Nato-Generalsekretär Jens Stoltenberg möchte gerne Chef der norwegischen Zentralbank werden. Er sei von der Regierung ermutigt worden, sich zu bewerben, und er sei motiviert für den Job, sagte Stoltenberg vergangene Woche. Das Hauptproblem, dem sich Stoltenberg gegenübersieht, ist nicht der Wechsel von der Spitze des weltgrößten Militärbündnisses in die Führungsetage einer Notenbank. Seine Konkurrentin, die stellvertretende Gouverneurin der Norges Bank, Ida Wolden Bache, könnte trotz des großen Namens des Nato-Chefs die besseren Karten haben, weil sie als unabhängig von der Politik gilt. Stoltenberg dagegen ist ein enger Freund von Ministerpräsident Jonas Gahr Støre, der bereits erklärt hat, er werde angesichts ihrer Freundschaft nicht am Auswahlverfahren teilnehmen. Doch auch mit dem amtierenden Finanzminister ist der Nato-Chef eng verbunden: Trygve Slagsvold Vedum von der Zentrumspartei war Landwirtschaftsminister im letzten Kabinett Stoltenbergs.
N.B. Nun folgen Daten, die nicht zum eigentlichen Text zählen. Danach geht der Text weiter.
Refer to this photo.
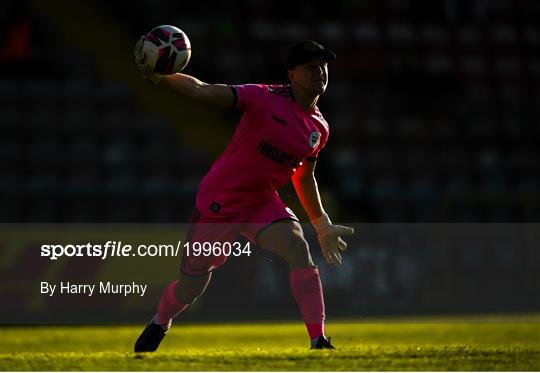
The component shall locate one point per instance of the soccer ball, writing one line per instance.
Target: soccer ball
(167, 50)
Die Unabhängigkeit ist für Norwegen ein wichtiger Faktor bei der Besetzung der Position des Zentralbank-Chefs: Zwar folgt die Bank in der Zinspolitik seit Jahren in der Regel der Strategie der EZB und ist über die Bank für Internationalen Zahlungsausgleich (BIZ) eng mit allen Notenbanken verbunden. Doch die norwegische Notenbank bestimmt auch die Investments des mächtigen norwegischen Staatsfonds, der mit einem Vermögen von 1,4 Billionen US-Dollar der größte Staatsfonds der Welt ist. Die Investments in den Fonds haben Auswirkungen nicht nur für das Erdöl produzierende Norwegen und seine Rentenzahlungen. Der Fonds setzt oft auch die Standards für globale Investmententscheidungen.

Diese Entscheidungen richtig treffen zu können, wird Stoltenberg nicht abgesprochen: Der ausgebildete Ökonom und ehemalige Chef der norwegischen Sozialdemokraten, war viele Jahre norwegischer Premierminister, bevor er Nato-Chef wurde. Stoltenbergs Partei regiert derzeit Norwegen in Koalition mit der agrarischen Zentrumspartei. Doch sein politisches Wirken stößt auf Widerstand: „Wir haben keine Tradition, dass Politiker diese Position einnehmen“, sagte Sveinung Rotevatn, stellvertretender Vorsitzender der oppositionellen Liberalen, kürzlich dem öffentlich-rechtlichen Sender NRK.